Most of a RDS is periodic horizontally, with a period approximately equal to an average person's interocular distance (the distance between one's eyes). When one looks at infinity through the RDS (i.e., both eyes point in the same direction), then the image of one vertical stripe as seen by the left eye coincides with the image of the stripe to the right, as seen by the right eye. Thus, the stripe appears to be at infinity. Shapes are formed in 3D by introducing specific flaws in the periodicity of the pattern.

To generate a RDS: First, create a stripe of random dots the same height as you want the picture to be, and the same width as your interocular distance. Copy the stripe, and put it to the right of the first. To create a flat shape, parallel to the picture, copy an area of the same shape on the right strip and move it left a little bit. That way, when the left eye is looking at infinity on the left strip, the right eye is looking slightly to the left of infinity to make out the shape, so the lines of sight converge somewhere between the poster and infinity. The shape appears to be raised from the background where the eyes converge. To create slopes, or rounded shapes, one can approximate the shape by many 'slices' at different depths, all parallel to the picture. To create larger pictures, copy the rightmost stripe and put it to the right again, and repeat (or, for symmetry, one could alternate between copying the rightmost strip to the right and copying the leftmost strip to the left).

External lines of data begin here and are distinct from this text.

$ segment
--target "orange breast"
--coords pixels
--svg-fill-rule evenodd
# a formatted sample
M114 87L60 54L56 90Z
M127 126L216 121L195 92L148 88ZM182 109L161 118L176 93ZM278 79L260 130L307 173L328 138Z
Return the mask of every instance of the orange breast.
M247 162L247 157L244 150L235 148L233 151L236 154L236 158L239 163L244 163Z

The same effect can be achieved using ASCII art, with ASCII characters instead of dots. Another method uses coloured swirls. In any case, the shapes cannot be made to look very different from the background, neither lighter nor darker, and definitely not a different colour - the only sense one can get of the shapes is their depth.

The above is a description of a far-field RDS, the depth of the image goes from somewhere behind the plane of the picture to infinity. It is also possible to create a near-field RDS, where the image appears to float between the picture and the viewer. Indeed, a far-field RDS can be viewed as a near-field RDS and vice versa, except the depth perception gets reversed (a little like an M.C. Escher print).